- Episode no.: Season 3 Episode 13
- Directed by: Meera Menon
- Written by: Suzanne Heathcote
- Original air date: October 1, 2017
- Running time: 43 minutes

Guest appearances
- Michael Greyeyes as Qaletaqa Walker; Linda Gehringer as Christine; Michael William Freeman as Blake Sarno; Justin Rain as Lee;

Episode chronology
| ← Previous "Brother's Keeper" | Next → "El Matadero" |
- Fear the Walking Dead (season 3)

= This Land Is Your Land (Fear the Walking Dead) =

"This Land Is Your Land" is the thirteenth episode of the third season of the post-apocalyptic horror television series Fear the Walking Dead, which aired on AMC on October 1, 2017. The episode received positive reviews from critics.
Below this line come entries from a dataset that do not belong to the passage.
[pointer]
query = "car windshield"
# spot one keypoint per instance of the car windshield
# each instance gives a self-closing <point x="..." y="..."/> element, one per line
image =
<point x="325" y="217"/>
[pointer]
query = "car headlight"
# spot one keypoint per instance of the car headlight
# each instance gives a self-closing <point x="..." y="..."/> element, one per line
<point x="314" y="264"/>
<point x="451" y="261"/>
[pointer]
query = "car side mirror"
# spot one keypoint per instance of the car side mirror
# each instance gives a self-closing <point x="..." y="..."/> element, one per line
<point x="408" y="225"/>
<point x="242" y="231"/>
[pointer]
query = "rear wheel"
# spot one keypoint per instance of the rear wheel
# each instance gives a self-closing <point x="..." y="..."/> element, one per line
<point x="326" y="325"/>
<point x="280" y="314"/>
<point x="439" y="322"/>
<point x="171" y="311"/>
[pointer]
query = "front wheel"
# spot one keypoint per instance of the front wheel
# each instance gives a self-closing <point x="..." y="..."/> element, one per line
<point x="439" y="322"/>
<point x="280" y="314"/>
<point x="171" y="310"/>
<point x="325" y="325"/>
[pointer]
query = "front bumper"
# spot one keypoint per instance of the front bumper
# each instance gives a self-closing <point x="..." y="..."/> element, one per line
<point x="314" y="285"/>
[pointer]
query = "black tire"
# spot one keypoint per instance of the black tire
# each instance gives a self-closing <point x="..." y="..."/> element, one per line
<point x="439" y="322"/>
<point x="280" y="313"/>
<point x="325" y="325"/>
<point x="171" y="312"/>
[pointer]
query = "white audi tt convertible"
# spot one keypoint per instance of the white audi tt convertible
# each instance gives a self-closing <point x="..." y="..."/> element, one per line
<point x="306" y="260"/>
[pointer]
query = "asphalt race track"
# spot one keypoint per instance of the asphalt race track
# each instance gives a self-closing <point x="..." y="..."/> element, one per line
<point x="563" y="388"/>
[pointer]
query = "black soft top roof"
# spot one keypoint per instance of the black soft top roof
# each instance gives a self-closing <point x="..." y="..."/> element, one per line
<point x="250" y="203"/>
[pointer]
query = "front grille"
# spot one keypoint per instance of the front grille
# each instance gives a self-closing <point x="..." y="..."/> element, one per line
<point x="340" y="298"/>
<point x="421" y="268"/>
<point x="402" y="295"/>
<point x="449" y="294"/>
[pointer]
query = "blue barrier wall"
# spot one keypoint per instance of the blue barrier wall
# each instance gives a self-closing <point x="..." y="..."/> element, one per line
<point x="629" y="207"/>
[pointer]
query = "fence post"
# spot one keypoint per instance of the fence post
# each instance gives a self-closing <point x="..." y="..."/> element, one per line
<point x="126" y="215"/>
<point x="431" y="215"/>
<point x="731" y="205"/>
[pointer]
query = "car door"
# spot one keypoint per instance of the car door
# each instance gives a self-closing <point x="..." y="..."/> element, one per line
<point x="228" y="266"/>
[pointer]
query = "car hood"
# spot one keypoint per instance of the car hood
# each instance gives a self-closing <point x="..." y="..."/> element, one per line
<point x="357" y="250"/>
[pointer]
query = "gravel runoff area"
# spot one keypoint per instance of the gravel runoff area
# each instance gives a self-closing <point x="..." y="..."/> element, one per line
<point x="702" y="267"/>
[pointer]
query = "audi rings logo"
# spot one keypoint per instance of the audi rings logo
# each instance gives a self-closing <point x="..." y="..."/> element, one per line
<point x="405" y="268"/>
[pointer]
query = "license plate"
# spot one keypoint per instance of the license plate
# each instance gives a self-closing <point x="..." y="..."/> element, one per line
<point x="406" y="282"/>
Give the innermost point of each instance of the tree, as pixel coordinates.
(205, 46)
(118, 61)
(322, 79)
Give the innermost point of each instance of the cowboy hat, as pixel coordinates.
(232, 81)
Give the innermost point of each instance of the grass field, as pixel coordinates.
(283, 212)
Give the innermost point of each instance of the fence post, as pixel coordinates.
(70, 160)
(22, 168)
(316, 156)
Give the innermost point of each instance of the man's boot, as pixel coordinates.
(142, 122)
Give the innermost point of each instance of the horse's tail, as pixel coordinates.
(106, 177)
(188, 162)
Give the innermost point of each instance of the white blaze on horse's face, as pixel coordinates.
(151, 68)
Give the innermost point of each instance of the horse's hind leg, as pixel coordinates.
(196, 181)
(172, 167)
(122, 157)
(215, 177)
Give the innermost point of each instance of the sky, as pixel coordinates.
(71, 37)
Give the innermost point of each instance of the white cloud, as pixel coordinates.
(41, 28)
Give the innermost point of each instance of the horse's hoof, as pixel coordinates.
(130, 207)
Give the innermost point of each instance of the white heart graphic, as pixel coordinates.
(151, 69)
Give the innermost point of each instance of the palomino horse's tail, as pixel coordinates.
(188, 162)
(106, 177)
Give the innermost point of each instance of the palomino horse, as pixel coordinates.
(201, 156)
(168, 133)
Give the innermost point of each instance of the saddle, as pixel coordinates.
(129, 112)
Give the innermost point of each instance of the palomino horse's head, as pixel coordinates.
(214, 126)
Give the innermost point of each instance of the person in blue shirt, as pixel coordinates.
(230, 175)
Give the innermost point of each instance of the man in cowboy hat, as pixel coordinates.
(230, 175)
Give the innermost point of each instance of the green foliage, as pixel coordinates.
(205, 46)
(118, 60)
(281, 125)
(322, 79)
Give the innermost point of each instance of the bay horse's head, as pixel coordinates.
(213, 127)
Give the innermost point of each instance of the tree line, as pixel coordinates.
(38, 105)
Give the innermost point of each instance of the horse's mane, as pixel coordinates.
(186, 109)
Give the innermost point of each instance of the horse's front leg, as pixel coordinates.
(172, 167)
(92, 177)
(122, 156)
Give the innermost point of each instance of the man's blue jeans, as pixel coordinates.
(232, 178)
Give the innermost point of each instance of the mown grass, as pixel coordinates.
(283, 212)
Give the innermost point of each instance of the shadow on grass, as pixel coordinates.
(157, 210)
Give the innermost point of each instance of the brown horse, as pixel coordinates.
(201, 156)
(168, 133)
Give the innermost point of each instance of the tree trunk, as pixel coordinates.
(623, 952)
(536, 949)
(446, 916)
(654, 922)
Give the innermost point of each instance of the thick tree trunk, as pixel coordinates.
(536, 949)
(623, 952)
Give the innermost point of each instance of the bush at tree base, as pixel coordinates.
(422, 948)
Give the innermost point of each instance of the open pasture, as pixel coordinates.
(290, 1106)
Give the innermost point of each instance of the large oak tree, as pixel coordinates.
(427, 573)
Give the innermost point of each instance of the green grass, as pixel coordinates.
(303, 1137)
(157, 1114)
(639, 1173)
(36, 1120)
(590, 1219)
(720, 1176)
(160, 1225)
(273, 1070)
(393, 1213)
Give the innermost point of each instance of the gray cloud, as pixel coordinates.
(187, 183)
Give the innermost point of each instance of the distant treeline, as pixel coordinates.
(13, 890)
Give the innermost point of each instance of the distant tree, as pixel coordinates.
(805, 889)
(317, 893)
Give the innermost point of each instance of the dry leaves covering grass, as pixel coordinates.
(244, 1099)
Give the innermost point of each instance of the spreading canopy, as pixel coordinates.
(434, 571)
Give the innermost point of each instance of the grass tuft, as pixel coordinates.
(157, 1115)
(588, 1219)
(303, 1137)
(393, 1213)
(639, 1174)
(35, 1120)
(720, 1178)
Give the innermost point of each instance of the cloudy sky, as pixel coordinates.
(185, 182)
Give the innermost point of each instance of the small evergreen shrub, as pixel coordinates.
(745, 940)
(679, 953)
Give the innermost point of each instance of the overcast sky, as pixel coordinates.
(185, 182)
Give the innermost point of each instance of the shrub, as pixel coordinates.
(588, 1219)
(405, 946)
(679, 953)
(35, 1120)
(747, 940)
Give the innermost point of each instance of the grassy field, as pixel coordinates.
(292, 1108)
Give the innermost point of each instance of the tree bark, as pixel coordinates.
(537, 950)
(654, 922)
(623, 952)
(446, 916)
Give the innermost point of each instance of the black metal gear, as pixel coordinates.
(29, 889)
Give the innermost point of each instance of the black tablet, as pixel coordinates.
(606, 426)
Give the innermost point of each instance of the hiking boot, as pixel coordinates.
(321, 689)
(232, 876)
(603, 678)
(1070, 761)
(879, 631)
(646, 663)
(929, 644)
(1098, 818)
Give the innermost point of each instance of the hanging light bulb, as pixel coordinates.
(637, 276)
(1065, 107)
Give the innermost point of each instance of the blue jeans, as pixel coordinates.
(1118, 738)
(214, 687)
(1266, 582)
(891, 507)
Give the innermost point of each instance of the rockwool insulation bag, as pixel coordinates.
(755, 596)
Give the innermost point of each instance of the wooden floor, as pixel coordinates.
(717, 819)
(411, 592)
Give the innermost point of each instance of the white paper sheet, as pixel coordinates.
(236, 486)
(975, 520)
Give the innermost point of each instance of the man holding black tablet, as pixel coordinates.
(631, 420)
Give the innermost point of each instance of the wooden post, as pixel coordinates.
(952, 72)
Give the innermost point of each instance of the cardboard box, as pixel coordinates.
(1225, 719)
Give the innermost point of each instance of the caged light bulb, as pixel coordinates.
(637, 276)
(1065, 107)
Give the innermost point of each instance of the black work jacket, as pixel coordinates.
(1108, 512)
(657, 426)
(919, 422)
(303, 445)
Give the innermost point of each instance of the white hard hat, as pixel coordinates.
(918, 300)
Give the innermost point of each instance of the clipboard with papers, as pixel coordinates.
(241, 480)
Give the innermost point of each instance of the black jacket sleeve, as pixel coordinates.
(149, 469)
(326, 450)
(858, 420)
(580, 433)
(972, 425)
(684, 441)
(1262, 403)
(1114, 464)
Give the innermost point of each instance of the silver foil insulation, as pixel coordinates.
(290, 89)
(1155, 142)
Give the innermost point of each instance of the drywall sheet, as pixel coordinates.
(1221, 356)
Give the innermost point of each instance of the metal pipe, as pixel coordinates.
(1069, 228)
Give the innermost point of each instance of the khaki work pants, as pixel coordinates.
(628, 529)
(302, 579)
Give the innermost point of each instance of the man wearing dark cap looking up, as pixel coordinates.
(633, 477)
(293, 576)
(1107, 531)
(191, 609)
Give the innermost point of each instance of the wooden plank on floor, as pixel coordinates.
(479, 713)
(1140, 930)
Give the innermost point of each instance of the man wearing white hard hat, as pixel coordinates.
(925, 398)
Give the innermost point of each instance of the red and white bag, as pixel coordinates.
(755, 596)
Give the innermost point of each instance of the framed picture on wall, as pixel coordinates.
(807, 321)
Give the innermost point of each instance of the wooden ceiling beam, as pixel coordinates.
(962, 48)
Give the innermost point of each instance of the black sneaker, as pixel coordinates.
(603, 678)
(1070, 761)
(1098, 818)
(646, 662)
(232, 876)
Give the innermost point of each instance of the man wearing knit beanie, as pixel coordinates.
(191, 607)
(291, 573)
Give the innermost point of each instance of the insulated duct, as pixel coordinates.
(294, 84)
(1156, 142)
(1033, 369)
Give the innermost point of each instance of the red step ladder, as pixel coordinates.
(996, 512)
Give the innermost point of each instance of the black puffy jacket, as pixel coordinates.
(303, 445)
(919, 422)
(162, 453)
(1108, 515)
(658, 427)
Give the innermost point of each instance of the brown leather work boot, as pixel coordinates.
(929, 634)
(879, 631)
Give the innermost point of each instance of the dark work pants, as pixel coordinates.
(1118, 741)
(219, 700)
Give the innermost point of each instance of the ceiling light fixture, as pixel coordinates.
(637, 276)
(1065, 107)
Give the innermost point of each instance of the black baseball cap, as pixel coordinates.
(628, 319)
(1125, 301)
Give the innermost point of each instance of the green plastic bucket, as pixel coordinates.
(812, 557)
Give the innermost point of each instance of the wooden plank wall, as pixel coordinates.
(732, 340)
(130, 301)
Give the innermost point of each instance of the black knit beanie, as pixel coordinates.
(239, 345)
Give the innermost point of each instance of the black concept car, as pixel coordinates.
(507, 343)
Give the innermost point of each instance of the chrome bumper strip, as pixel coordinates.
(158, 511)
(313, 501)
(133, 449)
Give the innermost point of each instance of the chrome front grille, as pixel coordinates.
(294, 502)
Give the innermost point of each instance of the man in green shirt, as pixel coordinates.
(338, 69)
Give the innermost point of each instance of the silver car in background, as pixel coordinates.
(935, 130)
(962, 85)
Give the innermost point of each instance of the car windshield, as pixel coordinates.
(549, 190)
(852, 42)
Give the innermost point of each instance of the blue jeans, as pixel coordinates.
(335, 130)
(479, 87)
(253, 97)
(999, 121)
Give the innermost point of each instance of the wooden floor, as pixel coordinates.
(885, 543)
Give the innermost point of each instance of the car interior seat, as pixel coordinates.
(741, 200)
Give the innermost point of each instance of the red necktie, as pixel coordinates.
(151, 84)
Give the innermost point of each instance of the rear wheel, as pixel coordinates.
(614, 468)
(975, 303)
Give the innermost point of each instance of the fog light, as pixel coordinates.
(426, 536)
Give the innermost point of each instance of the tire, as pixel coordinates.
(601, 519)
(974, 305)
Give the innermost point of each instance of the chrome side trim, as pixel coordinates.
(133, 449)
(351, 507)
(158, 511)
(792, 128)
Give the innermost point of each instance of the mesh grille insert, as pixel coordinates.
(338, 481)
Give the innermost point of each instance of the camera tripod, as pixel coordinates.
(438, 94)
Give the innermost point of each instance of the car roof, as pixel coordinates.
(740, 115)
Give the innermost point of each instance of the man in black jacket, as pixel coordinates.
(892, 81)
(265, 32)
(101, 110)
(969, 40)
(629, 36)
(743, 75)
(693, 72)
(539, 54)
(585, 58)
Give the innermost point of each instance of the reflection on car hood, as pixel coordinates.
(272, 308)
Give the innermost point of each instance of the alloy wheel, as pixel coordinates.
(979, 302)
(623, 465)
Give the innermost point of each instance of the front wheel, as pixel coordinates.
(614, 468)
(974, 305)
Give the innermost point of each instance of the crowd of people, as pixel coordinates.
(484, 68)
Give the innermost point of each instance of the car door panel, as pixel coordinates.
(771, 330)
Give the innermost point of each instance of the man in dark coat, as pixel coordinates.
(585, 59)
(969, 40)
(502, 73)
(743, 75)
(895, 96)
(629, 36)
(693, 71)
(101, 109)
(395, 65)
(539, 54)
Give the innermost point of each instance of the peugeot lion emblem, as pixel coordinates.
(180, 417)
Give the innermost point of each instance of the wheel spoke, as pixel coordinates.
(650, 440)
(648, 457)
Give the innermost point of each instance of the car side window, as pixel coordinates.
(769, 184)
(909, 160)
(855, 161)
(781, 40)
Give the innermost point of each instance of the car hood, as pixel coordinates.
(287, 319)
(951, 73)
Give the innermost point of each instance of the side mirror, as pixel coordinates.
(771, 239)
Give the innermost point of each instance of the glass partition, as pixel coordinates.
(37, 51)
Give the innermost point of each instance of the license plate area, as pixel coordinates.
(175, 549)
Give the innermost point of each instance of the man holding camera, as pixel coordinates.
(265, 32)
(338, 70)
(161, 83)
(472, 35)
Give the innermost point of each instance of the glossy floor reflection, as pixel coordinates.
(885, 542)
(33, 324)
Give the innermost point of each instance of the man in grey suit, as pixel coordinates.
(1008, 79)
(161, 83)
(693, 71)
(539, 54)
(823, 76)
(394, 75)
It marks the final regular appearance of Sam Underwood (Jake Otto), who died in the previous episode.

== Plot ==
The pantry into which Alicia evacuated everyone doesn't have enough air for them all; she asks for those bitten to come forward. A dozen people are given morphine and euthanized. Distraught as their executioner, Alicia bonds with 9/11 widow Christine. People begin passing out and rising as the dead; Alicia kills one in a fall before passing out. While crawling through a convoluted vent system, Crazy Dog panics and hyperventilates until he is calmed by Ofelia. Later, Crazy Dog collapses while Ofelia is clearing a zombie from a fan, and she barely survives. Nick and Troy drive through the herd and become trapped in the helicopter. Ofelia and Crazy Dog ignite the ranch's fuel depot. Madison, Strand and Walker return and rescue Nick, Troy and Alicia, the only survivor of the pantry. They prepare to return to the dam but Alicia refuses to go, wanting to go alone to Jake's cabin and find her own way to live in the world.

== Reception ==
"This Land Is Your Land" received critical acclaim. David Zapanta of Den of Geek rated it 4.5/5, crediting the writing, directing, and Debnam-Carey's portrayal of Alicia Clark for a "transformative" episode that "gives The Walking Dead a serious run for its money". Digital Spys Ben Lee called it a "breathtaking and action-packed episode". Paul Tassi of Forbes wrote, "The entire sequence with Alicia in the bunker is one of the best pieces of zombie fiction I've seen in years", praising "This Land Is Your Land" as an example of what separates the series from The Walking Dead. IGNs Matt Fowler noted that while it "wasn't an all-Alicia episode" it "still had an amazing, harrowing Alicia-centric story inside of it - one that really helped shape her character".

=== Ratings ===
"This Land Is Your Land" was seen by 2.38 million viewers in the United States on its original air date, above the previous episodes rating of 2.08 million.